Isabelle ne s’excuse pas, ne s’en va pas, mais ne se laisse pas non plus écraser. Elle choisit de poser les armes du combat intérieur. Elle dit simplement : “Maman, je vois que c’est insupportable pour toi de t’occuper de tout cela aujourd’hui. Je vais poser ces dossiers sur le buffet. Nous n’y toucherons pas cet après-midi. Je vais juste te préparer une tisane, et nous allons nous asseoir un moment dans le jardin, si tu es d’accord.” En parlant ainsi, elle refuse d’entrer dans la danse du mépris. Elle reste debout, dans sa propre dignité, tout en offrant un espace de sécurité à la vulnérabilité cachée de sa mère.

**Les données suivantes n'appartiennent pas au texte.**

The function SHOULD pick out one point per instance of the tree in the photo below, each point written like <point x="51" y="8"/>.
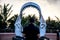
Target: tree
<point x="5" y="13"/>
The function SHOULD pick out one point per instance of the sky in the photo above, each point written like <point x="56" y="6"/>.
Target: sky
<point x="48" y="7"/>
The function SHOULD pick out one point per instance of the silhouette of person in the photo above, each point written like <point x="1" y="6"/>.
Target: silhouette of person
<point x="31" y="32"/>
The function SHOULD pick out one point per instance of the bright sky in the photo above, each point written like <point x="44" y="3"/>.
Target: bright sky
<point x="48" y="7"/>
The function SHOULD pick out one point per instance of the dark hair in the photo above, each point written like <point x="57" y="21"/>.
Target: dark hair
<point x="31" y="20"/>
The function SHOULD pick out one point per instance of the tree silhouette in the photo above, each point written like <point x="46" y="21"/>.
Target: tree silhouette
<point x="5" y="13"/>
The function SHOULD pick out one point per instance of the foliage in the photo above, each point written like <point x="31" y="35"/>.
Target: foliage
<point x="25" y="21"/>
<point x="5" y="13"/>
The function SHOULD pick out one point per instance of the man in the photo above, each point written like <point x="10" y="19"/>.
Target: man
<point x="31" y="32"/>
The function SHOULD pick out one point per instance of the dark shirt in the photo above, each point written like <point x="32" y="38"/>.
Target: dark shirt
<point x="31" y="32"/>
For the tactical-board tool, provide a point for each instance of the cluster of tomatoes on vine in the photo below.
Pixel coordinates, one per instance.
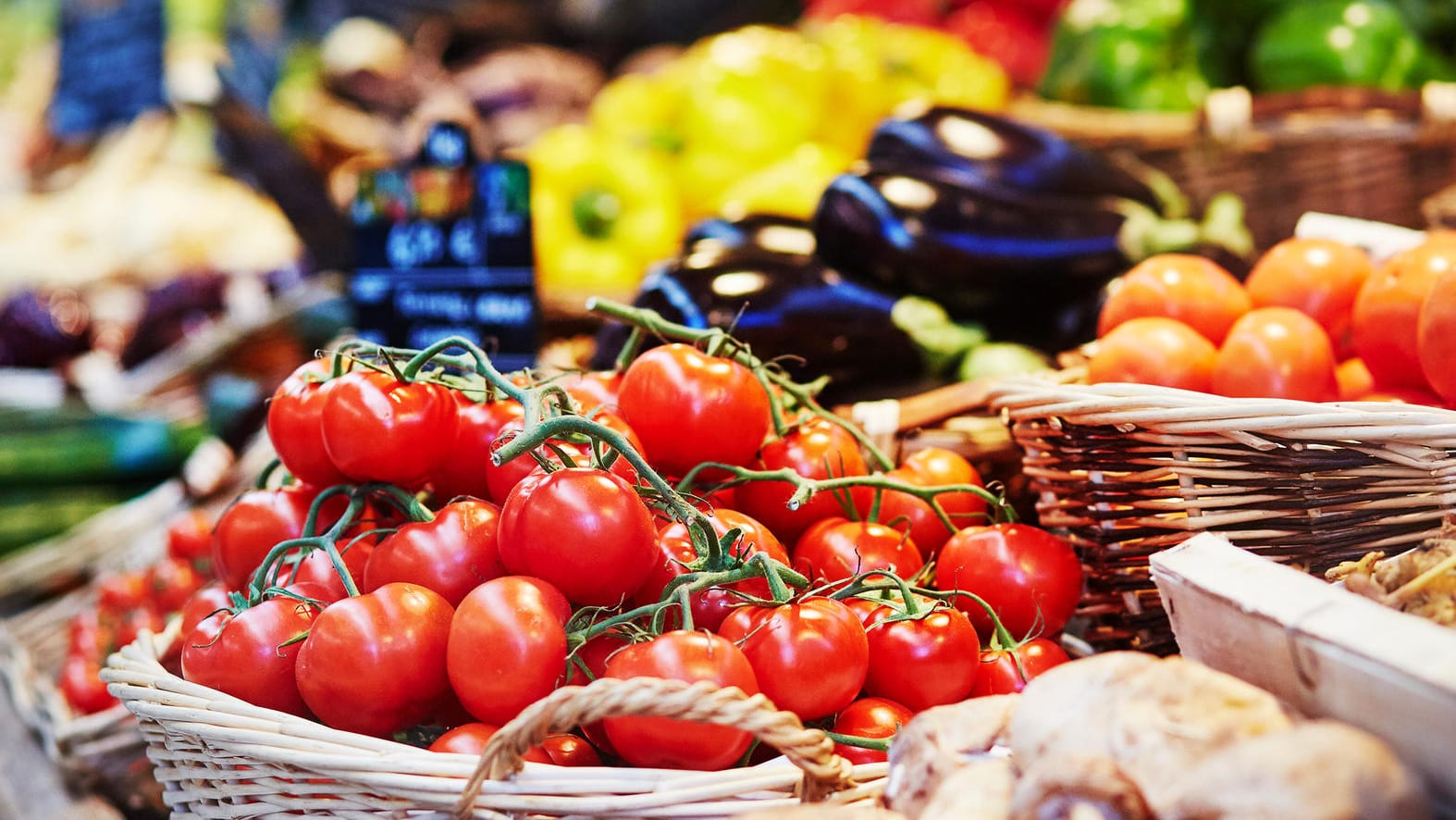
(453, 543)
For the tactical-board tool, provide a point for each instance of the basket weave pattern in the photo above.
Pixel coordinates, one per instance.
(217, 756)
(1126, 471)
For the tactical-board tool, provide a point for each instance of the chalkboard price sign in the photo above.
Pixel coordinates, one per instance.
(444, 248)
(111, 65)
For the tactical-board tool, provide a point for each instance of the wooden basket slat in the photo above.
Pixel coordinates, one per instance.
(218, 756)
(1128, 471)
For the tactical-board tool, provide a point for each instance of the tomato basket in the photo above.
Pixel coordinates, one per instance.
(104, 751)
(1126, 471)
(218, 756)
(1366, 154)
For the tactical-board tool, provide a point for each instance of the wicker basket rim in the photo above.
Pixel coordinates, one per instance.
(136, 676)
(1022, 396)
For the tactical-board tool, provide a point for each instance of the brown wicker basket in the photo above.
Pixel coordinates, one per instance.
(217, 756)
(1356, 152)
(1128, 469)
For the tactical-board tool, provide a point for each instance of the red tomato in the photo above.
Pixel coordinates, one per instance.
(294, 426)
(1154, 350)
(1030, 577)
(451, 553)
(1388, 312)
(670, 743)
(203, 604)
(1318, 277)
(1436, 337)
(837, 548)
(253, 526)
(808, 657)
(190, 538)
(1353, 379)
(925, 662)
(999, 673)
(1277, 353)
(676, 553)
(583, 530)
(874, 718)
(1006, 32)
(817, 449)
(172, 581)
(81, 687)
(557, 749)
(1194, 290)
(251, 654)
(507, 645)
(376, 663)
(123, 591)
(463, 469)
(692, 408)
(380, 429)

En sortant dans le jardin, Isabelle sent l’air frais sur son visage. Elle repense à Théo, son fils, et se fait la promesse de continuer ce travail sur elle-même pour ne jamais lui transmettre ces schémas de mépris ou de sacrifice de soi. Elle n’est plus la petite fille de huit ans qui essayait de réparer ses parents. Elle est Isabelle, une femme lucide qui apprend à naviguer dans les tempêtes émotionnelles sans y perdre son âme. Le deuil de son oncle est là, douloureux, mais il devient aussi l’occasion d’une guérison plus ancienne, celle de sa propre relation à l’amour et au respect.


Traverser le mépris lors d’un deuil est une épreuve d’une grande violence symbolique. Cette émotion, souvent utilisée par l’endeuillé pour se protéger d’une réalité trop brutale, ne doit cependant pas devenir une excuse pour piétiner la dignité de ceux qui restent. Comprendre les mécanismes psychologiques qui sous-tendent ces réactions permet de ne pas prendre personnellement ce qui appartient avant tout à l’histoire et à la douleur de l’autre.

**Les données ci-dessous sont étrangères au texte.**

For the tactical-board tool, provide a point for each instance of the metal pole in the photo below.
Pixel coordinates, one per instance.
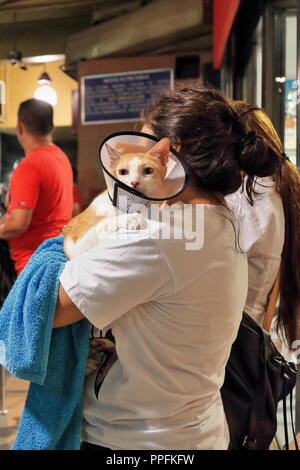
(3, 411)
(298, 164)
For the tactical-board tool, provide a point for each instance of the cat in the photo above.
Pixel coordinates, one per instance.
(143, 171)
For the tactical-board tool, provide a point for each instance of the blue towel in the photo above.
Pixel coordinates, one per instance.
(53, 360)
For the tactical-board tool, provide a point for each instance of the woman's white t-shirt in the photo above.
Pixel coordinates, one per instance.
(261, 230)
(174, 313)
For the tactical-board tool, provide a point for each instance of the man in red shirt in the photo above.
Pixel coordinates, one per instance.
(41, 187)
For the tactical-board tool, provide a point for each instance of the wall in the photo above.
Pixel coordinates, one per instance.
(21, 85)
(91, 180)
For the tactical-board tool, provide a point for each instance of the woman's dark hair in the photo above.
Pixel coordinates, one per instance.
(212, 138)
(288, 185)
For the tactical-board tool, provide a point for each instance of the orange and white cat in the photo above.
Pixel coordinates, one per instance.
(143, 171)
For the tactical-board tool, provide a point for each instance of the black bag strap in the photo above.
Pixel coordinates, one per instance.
(258, 403)
(292, 420)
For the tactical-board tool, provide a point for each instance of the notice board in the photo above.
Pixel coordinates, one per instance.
(120, 97)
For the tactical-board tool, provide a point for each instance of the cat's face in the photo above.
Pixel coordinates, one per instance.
(144, 172)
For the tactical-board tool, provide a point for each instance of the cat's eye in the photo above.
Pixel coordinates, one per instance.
(123, 172)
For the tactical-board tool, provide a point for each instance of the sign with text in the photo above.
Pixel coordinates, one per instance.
(120, 97)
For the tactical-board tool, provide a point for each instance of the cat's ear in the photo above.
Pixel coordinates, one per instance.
(161, 150)
(114, 156)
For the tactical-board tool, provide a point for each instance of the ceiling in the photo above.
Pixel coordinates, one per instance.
(44, 27)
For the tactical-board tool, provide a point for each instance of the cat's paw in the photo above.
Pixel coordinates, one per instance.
(135, 222)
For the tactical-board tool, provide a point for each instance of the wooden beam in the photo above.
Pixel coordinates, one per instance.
(24, 16)
(113, 8)
(40, 4)
(157, 24)
(40, 38)
(196, 45)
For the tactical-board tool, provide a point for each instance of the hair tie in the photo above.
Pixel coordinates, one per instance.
(284, 157)
(248, 110)
(248, 139)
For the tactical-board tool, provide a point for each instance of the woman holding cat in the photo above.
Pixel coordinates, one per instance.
(174, 313)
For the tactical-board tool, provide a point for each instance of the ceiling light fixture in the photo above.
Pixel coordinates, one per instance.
(44, 79)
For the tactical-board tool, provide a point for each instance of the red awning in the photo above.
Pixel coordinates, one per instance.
(224, 14)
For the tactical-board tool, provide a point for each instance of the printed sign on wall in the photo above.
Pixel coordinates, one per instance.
(120, 97)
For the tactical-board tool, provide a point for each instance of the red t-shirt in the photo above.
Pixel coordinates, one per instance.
(43, 181)
(77, 198)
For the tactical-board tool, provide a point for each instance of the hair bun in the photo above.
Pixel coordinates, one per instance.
(249, 138)
(254, 157)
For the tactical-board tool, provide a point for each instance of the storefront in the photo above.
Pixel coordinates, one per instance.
(260, 63)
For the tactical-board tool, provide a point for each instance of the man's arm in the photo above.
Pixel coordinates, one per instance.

Le chemin vers la libération passe par la reconnaissance de ses propres limites. Comme Isabelle, vous avez le droit de vous protéger, de mettre de la distance et de ne pas accepter d’être dévalorisé, même sous couvert de souffrance. La compassion pour autrui ne doit jamais se faire au détriment de l’estime de soi. En identifiant le mépris pour ce qu’il est, un mécanisme de défense asymétrique, vous pouvez choisir de ne plus être la cible passive de ces projections toxiques.

Si vous vous sentez bloqué dans une relation marquée par le mépris ou si le poids d’un deuil devient trop lourd à porter seul, solliciter l’aide d’un professionnel de santé mentale est une démarche constructive. Un psychologue pourra vous offrir un espace neutre pour déconstruire ces schémas et retrouver ainsi une communication plus saine avec vous-même et avec votre entourage. La guérison est un processus qui demande du temps et de la bienveillance envers soi-même.